The answer was specific:

  1. Decisions linked to evidence. Not just "we chose X" but why, with a source.
  2. Compression by topic, not by date. Memory organized by what matters, not when it happened.
  3. Confidence scores. Know what it doesn't know, instead of confidently guessing.
  4. Feedback as first-class data. The 22 corrections I'd given should load before anything else.
  5. A briefing, not a log. A synthesized narrative at session start, not 6,800 raw lines.
  6. A mistakes index. An aviation black-box approach to errors, because mistakes are the fastest path to improvement.

I decided to take the answer seriously and build all six.

The architecture

I named the project Anamnesis. Greek for "recollection." The knowledge already existed across hundreds of documents. The problem was retrieval.

The search layer. SQLite with FTS5 (full-text search). Every document gets chunked and indexed. A query like "why did we choose this database?" returns relevant chunks in under 100 milliseconds.
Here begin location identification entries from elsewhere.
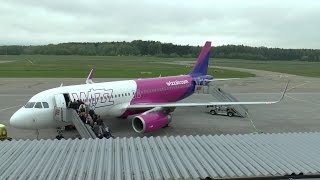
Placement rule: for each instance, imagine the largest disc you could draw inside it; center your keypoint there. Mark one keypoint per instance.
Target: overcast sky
(271, 23)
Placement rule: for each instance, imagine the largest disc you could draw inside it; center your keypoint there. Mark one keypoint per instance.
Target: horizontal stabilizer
(167, 105)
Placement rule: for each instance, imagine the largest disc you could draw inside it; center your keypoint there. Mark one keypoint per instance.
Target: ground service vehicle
(223, 110)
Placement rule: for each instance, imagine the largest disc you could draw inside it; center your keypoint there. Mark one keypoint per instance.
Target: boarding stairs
(84, 130)
(221, 95)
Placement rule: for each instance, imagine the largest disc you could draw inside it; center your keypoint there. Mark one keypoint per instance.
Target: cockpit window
(29, 105)
(45, 104)
(38, 105)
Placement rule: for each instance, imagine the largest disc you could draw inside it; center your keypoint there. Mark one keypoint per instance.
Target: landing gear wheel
(230, 114)
(213, 112)
(59, 136)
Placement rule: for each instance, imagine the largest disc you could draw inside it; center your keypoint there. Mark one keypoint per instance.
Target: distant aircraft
(148, 101)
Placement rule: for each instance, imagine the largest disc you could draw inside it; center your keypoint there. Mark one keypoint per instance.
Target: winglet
(201, 66)
(283, 93)
(285, 90)
(90, 77)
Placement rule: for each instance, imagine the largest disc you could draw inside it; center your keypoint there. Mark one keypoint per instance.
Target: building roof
(180, 157)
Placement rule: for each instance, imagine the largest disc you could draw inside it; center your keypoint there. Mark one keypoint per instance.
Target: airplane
(148, 101)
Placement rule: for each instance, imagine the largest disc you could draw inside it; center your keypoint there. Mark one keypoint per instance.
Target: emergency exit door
(60, 109)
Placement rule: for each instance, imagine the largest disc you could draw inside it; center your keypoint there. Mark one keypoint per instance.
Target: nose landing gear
(59, 131)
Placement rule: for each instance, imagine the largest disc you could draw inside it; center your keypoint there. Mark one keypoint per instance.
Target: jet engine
(150, 122)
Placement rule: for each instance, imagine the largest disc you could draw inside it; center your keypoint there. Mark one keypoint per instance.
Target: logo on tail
(201, 66)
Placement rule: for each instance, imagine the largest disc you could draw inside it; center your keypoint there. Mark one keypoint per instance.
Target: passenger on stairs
(89, 120)
(95, 129)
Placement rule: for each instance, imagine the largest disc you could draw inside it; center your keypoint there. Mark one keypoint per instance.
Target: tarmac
(298, 112)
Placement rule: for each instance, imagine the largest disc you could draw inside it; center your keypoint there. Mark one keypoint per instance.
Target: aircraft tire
(230, 114)
(213, 112)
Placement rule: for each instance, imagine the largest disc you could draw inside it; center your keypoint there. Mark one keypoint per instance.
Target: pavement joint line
(301, 100)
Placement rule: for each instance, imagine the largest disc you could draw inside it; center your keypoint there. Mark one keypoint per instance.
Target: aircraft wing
(222, 79)
(167, 105)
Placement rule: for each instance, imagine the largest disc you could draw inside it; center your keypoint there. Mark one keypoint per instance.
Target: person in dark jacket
(95, 129)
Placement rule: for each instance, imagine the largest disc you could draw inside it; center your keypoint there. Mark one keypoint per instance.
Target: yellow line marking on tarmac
(298, 85)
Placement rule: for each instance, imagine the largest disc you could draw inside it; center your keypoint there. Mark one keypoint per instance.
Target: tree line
(156, 48)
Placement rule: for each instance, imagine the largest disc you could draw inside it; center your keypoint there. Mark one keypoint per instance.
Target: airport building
(286, 155)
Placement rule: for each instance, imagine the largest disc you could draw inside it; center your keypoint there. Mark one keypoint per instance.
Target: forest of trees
(156, 48)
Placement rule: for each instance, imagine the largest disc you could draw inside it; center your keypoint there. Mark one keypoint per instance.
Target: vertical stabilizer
(201, 66)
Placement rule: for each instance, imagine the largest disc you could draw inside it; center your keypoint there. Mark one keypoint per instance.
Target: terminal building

The embedding layer. Full-text search finds exact word matches. But "deployment configuration" and "server setup" and "infrastructure provisioning" all mean similar things without sharing words. So I added embeddings: each chunk converted into a numerical vector using Google's embedding model. Similar concepts cluster together in vector space. The search does FTS first (fast, exact), then re-ranks by semantic similarity (slower, smarter).

The indexer. A Python script walks all directories, reads every markdown file, decision log, session summary, feedback file, and solution document. It chunks by heading, computes embeddings, and stores everything in SQLite. First build: 639 sources, 14,613 chunks. Rebuilds in about 90 seconds.

The core memory injection. At session start, before I say anything, a hook injects a dynamic identity and context payload: the AI's identity and purpose, what explorations are active, what decisions were made recently, a failure atlas of mistakes to avoid, and every correction I've given. It's the closest thing to a conscience: a sense of self that persists across sessions. This is the difference between passive memory (it can search if it knows to look) and active memory (it already knows what matters before the conversation begins).

Multi-machine sync

I work across three machines: a primary desktop, a secondary Mac Mini that runs overnight automation, and a VPS for monitoring. The memory database needs to stay consistent across all three.

A sync script runs every 15 minutes. It copies the SQLite database from the primary to both replicas. If the primary is unreachable, replicas serve stale data (better than nothing). A hash check on the server code triggers automatic restarts when the codebase changes, so all three machines stay current without manual deployment.

The failover chain: desktop, Mac, VPS. Three origins, one consistent memory.

I also built a secured MCP (Model Context Protocol) server on top of the database, tunneled through Cloudflare. This lets me access the full memory system from cloud-based AI sessions, not just local ones. The memory travels with me.

The result

Before Anamnesis, every session started with 5-10 minutes of context rebuilding. Now the AI arrives knowing what we worked on last weekend, what decisions are pending, what mistakes to avoid. The 22 correction files load before anything else. Session history is compressed into thematic summaries instead of 6,800 raw lines. Decisions carry their reasoning with them.

The AI models keep getting better. Larger context windows, better reasoning, more capable tool use. But the architecture around the model matters just as much as the model itself.

Zak's original insight was right: structuring knowledge into a searchable, semantically-indexed database, not upgrading models, produced the biggest improvement. The same model, with structured memory behind it, went from forgetting 60% of decisions to recalling 92%.

If you work with AI regularly and find yourself re-explaining context every session, the problem probably isn't the model. It's the memory architecture. The knowledge exists. The retrieval is the missing piece.


Anamnesis isn't perfect. But 92% recall is a different world from 40%. And the compound effect means it gets better every week.